Menurutnya, perkembangan teknologi dan AI telah mengubah cara bekerja di hampir semua sektor. Oleh sebab itu, sistem pembelajaran tidak lagi cukup mengandalkan teori di ruang kelas, tetapi harus diperkaya dengan pengalaman langsung di lingkungan kerja yang sesungguhnya.
Melalui MagangHub, para peserta dipertemukan dengan perusahaan dan instansi pemerintah yang menjadi penyelenggara program pemagangan. Di sana, mereka tidak hanya belajar tentang teknis pekerjaan, tetapi juga ditempa dengan berbagai keterampilan nonteknis (soft skills) yang kini menjadi kebutuhan utama di dunia profesional.
“Melalui MagangHub, peserta tidak hanya memperoleh penguatan kompetensi sesuai bidang keahlian, tetapi juga mengasah kemampuan komunikasi, kepemimpinan, kreativitas, literasi digital, kecerdasan emosional, hingga etos kerja yang kuat,” jelas Afriansyah.
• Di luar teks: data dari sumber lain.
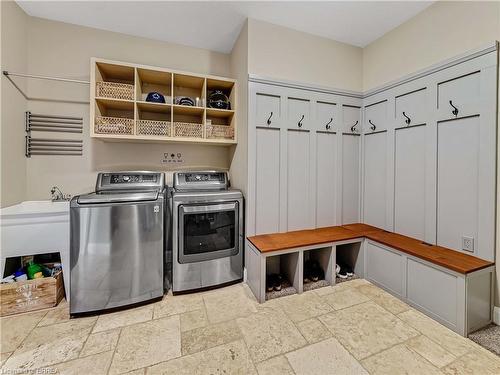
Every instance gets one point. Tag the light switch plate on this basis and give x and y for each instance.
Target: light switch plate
(468, 243)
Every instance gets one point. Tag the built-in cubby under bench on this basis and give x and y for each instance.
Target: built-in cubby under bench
(453, 288)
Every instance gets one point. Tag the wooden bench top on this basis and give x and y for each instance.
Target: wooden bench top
(447, 258)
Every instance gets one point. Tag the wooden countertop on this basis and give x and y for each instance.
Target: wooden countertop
(447, 258)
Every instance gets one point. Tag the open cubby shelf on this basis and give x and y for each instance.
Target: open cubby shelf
(120, 112)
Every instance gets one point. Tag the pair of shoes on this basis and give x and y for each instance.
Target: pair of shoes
(313, 271)
(343, 270)
(273, 282)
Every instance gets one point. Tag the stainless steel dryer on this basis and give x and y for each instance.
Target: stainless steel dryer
(207, 231)
(117, 242)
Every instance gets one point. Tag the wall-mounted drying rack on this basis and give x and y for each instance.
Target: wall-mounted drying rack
(53, 146)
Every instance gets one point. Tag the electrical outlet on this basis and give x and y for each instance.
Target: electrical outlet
(468, 243)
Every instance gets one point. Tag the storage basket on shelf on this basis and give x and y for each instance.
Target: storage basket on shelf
(188, 130)
(154, 127)
(114, 125)
(31, 295)
(220, 132)
(114, 90)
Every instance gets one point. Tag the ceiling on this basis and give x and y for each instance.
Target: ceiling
(215, 25)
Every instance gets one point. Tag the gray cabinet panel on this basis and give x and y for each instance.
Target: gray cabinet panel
(409, 181)
(267, 181)
(326, 116)
(414, 106)
(434, 290)
(326, 181)
(298, 180)
(457, 185)
(385, 267)
(268, 107)
(375, 179)
(350, 178)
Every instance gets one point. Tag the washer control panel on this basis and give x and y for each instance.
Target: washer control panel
(200, 180)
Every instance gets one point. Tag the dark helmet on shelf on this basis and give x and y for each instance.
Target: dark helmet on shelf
(217, 99)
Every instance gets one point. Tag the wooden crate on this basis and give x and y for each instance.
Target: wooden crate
(31, 295)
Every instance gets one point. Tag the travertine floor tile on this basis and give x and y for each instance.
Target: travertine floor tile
(231, 359)
(207, 337)
(94, 364)
(146, 344)
(100, 342)
(398, 360)
(274, 366)
(367, 328)
(325, 357)
(431, 351)
(313, 330)
(304, 306)
(384, 299)
(475, 362)
(51, 344)
(345, 298)
(123, 318)
(269, 333)
(14, 329)
(173, 305)
(229, 303)
(446, 338)
(193, 319)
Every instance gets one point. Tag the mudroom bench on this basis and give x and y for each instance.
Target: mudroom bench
(451, 287)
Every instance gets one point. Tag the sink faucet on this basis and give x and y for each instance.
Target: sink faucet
(57, 195)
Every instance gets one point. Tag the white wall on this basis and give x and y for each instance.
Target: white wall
(13, 105)
(282, 53)
(64, 50)
(443, 30)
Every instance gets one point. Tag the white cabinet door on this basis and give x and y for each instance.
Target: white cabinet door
(412, 108)
(409, 181)
(326, 117)
(375, 179)
(299, 113)
(267, 180)
(268, 110)
(326, 179)
(298, 180)
(375, 117)
(351, 144)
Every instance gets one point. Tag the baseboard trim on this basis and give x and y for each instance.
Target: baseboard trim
(496, 315)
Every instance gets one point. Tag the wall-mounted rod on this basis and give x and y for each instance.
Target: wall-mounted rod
(7, 73)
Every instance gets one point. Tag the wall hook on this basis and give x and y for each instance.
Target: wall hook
(353, 128)
(455, 109)
(372, 125)
(269, 119)
(408, 120)
(328, 126)
(300, 121)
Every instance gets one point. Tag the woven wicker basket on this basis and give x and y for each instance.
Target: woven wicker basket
(188, 129)
(114, 90)
(114, 125)
(220, 132)
(153, 127)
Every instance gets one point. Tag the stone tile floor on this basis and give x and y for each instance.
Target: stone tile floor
(351, 328)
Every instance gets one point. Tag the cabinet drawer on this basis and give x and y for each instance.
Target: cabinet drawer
(268, 107)
(411, 108)
(299, 113)
(433, 290)
(351, 119)
(375, 117)
(326, 117)
(463, 92)
(385, 267)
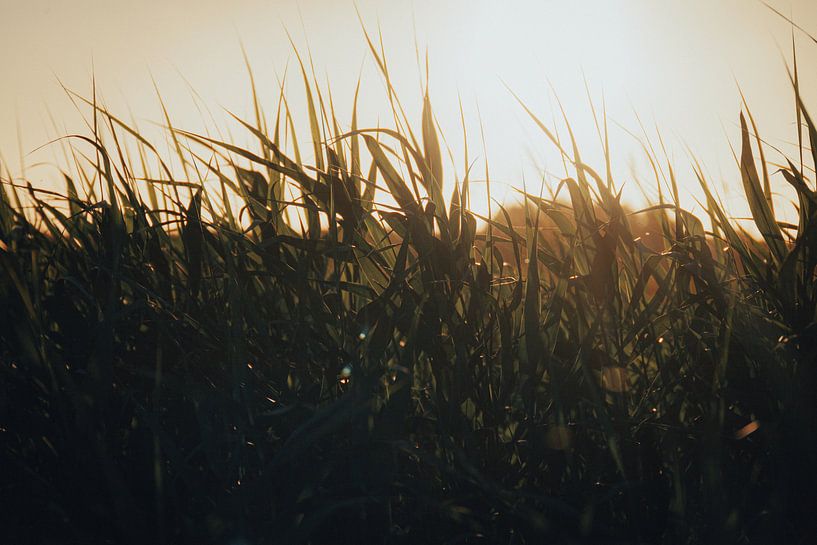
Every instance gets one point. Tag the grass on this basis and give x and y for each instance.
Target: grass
(327, 369)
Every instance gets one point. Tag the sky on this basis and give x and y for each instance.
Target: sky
(675, 67)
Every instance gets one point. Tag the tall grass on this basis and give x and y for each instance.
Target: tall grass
(317, 367)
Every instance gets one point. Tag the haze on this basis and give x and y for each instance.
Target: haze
(677, 64)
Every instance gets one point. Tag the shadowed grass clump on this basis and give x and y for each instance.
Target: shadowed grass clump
(322, 368)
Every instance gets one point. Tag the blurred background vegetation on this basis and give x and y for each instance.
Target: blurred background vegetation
(245, 348)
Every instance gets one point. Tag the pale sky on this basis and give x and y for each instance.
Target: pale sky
(676, 63)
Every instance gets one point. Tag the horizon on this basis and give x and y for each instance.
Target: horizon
(691, 102)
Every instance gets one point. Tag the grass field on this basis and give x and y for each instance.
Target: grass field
(325, 368)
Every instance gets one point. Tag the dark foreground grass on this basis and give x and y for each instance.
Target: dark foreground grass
(171, 373)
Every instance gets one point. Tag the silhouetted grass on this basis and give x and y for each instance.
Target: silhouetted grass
(359, 373)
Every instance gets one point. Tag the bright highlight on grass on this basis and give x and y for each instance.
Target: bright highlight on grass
(243, 345)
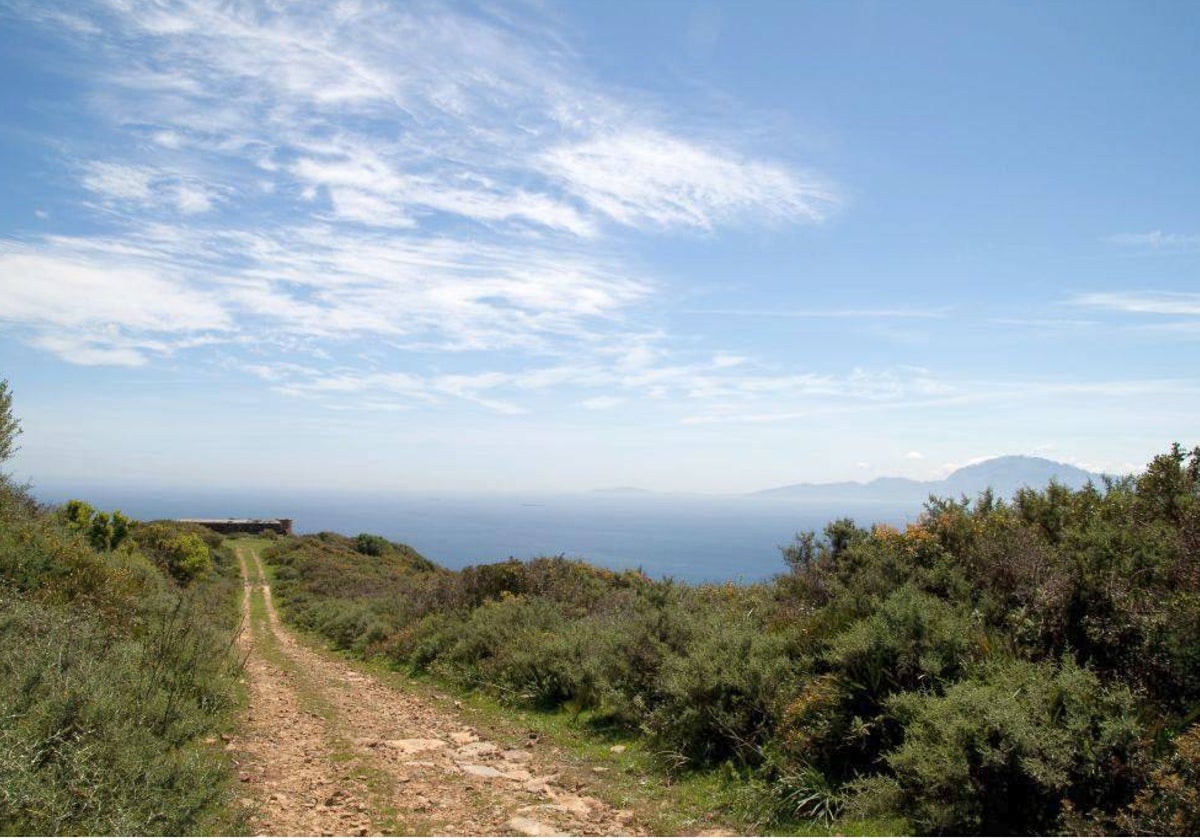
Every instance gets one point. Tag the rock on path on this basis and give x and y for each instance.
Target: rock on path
(328, 750)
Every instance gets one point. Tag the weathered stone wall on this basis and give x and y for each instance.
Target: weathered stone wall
(245, 526)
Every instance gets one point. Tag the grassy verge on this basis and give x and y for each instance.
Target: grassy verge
(115, 681)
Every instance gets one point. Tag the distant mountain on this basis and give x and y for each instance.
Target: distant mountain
(1005, 475)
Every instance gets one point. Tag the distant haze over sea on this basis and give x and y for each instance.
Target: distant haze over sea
(691, 538)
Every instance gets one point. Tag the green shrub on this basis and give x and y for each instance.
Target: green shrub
(111, 678)
(721, 696)
(999, 753)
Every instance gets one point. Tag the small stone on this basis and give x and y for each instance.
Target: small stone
(478, 749)
(411, 745)
(532, 828)
(481, 771)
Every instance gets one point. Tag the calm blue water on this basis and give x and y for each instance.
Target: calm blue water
(690, 538)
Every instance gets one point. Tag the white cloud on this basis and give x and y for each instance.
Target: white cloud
(1143, 303)
(119, 181)
(603, 403)
(423, 183)
(1158, 240)
(149, 186)
(94, 309)
(639, 177)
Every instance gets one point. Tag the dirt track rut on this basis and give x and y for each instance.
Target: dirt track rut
(328, 750)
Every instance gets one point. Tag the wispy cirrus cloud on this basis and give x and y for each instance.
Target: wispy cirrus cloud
(393, 186)
(1143, 303)
(1157, 240)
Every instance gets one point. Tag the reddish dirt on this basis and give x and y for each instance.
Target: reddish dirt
(328, 750)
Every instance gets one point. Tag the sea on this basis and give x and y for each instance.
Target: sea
(696, 539)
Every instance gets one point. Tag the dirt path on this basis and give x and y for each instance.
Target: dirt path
(328, 750)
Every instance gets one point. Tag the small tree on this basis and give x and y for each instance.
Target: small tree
(9, 426)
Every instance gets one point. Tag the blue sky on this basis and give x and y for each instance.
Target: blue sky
(690, 246)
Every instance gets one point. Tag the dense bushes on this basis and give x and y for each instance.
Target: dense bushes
(112, 676)
(1024, 666)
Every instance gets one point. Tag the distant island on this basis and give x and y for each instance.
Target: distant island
(1005, 475)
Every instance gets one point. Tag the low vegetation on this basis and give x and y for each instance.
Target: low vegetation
(117, 672)
(1000, 666)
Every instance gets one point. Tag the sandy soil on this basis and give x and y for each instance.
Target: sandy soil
(328, 750)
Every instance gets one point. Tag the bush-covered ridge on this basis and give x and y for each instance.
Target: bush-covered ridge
(1024, 666)
(117, 666)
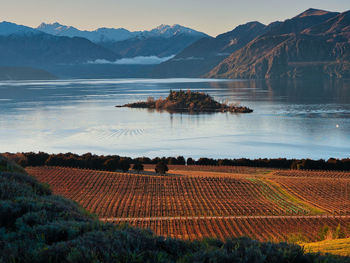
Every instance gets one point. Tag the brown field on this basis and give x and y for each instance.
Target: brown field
(211, 202)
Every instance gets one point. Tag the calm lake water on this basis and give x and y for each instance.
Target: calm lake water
(291, 119)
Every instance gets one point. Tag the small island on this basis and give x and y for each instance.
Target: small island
(188, 101)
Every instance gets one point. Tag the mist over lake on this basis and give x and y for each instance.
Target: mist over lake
(294, 119)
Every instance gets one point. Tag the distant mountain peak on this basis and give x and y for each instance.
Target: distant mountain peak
(8, 28)
(313, 12)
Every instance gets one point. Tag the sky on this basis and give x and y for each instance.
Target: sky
(212, 17)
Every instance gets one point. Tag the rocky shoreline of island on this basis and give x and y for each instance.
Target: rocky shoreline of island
(187, 102)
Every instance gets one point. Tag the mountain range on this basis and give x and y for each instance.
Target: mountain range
(315, 43)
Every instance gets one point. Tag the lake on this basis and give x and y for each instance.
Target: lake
(293, 119)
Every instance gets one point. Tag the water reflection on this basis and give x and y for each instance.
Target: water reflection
(290, 119)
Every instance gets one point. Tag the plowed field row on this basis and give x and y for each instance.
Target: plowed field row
(263, 229)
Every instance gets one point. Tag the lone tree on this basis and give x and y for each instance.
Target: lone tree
(161, 168)
(124, 165)
(138, 167)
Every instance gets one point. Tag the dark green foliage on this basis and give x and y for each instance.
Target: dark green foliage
(188, 101)
(115, 162)
(138, 167)
(38, 227)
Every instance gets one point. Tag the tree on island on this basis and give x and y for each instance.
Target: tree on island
(161, 168)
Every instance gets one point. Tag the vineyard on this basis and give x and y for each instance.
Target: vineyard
(259, 204)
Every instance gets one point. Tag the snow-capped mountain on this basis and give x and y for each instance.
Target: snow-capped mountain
(7, 28)
(118, 34)
(98, 35)
(167, 31)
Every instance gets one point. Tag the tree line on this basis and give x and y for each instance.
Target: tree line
(116, 162)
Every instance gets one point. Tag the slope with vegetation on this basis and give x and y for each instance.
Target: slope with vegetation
(312, 44)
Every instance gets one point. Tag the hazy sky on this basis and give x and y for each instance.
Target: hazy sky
(212, 17)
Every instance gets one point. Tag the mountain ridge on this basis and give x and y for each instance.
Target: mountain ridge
(291, 51)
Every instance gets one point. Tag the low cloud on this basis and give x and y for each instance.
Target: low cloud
(151, 60)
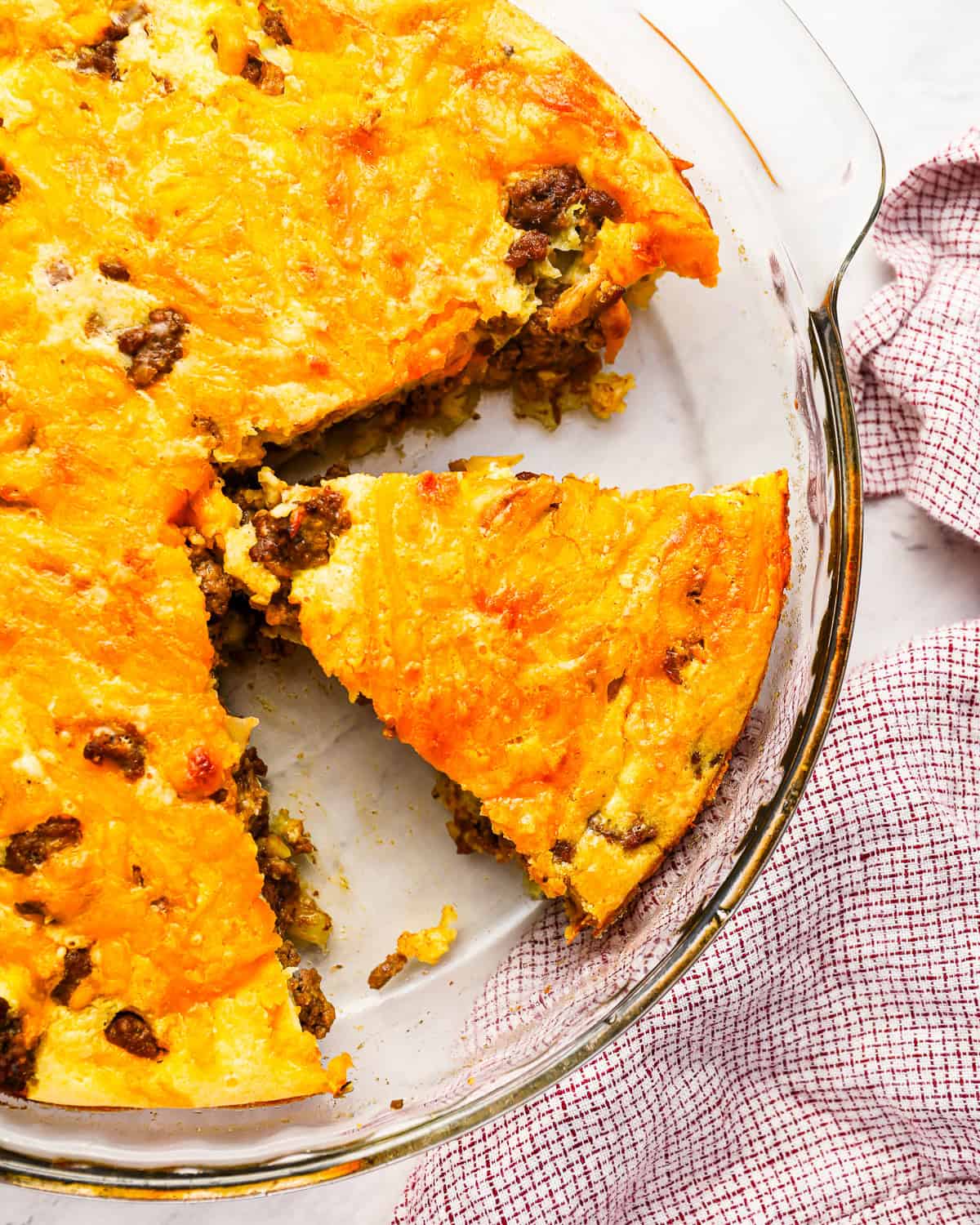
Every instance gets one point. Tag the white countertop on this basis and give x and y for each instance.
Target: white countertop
(915, 74)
Bagi banyak anak muda, kesempatan magang bukan lagi sekadar syarat kelulusan atau pelengkap riwayat hidup. Program ini menjadi pintu masuk untuk memahami ritme dunia kerja, membangun jejaring profesional, dan mengasah kepercayaan diri sebelum benar-benar terjun ke industri.
Kemnaker juga terus memperkuat kualitas Program Pemagangan Nasional melalui berbagai inovasi, di antaranya memperluas akses bagi lulusan pendidikan profesi, memberikan manfaat sertifikasi kompetensi melalui Badan Nasional Sertifikasi Profesi (BNSP), serta mempererat kemitraan dengan dunia usaha dan dunia industri.
Afriansyah berharap program pemagangan dapat menjadi gerakan bersama dalam mencetak tenaga kerja Indonesia yang tidak hanya kompeten, tetapi juga memiliki karakter dan daya saing tinggi di tingkat global.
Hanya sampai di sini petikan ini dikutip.